4. T hat durch das Werfen der Steine die Sicherheit des Straßenverkehrs beeinträchtigt (§ 315b Abs. 1 StGB).
Ja, in der Tat!
5. Genügt für den Taterfolg des § 315b Abs. 1 StGB jeglicher Schadens- oder Gefahreneintritt?
Nein!
6. Kam es infolge des Steinwurfs zu einer konkreten Gefahr für Leib oder Leben des O (§ 315b Abs. 1 Hs. 2 StGB)?
Nein, das ist nicht der Fall!
7. Hat T infolge des Steinwurfs eine fremde Sache von bedeutendem Wert gefährdet (§ 315b Abs. 1 Hs. 2 StGB)?

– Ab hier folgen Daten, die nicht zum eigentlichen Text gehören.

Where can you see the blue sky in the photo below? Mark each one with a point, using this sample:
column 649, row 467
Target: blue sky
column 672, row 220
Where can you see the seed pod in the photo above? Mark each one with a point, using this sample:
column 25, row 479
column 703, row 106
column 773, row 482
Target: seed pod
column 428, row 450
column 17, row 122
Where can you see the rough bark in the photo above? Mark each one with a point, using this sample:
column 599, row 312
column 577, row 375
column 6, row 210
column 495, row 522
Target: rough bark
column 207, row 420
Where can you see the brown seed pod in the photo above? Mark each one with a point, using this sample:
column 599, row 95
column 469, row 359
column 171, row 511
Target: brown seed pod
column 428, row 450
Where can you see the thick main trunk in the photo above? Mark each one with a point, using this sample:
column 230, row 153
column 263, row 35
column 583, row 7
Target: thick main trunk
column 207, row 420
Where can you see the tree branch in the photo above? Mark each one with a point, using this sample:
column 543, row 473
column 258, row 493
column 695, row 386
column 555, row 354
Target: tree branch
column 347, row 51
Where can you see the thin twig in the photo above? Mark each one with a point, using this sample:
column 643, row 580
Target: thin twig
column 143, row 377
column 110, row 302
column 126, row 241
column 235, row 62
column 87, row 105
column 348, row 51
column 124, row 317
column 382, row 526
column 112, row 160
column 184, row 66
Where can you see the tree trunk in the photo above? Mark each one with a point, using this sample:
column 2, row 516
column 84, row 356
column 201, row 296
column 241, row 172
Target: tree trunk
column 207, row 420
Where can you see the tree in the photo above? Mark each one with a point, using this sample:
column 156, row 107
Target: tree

Nein, das trifft nicht zu!
8. Hat T den Qualifikationstatbestand der absichtlichen Herbeiführung eines Unglücksfalles verwirklicht (§ 315b Abs. 3, § 315 Abs. 3 Nr. 1a StGB)?
Nein!
9. Hat T sich zumindest wegen Sachbeschädigung strafbar gemacht, indem er die Schottersteine auf das Autodach fallen ließ (§ 303 Abs. 1 StGB)?
Genau, so ist das!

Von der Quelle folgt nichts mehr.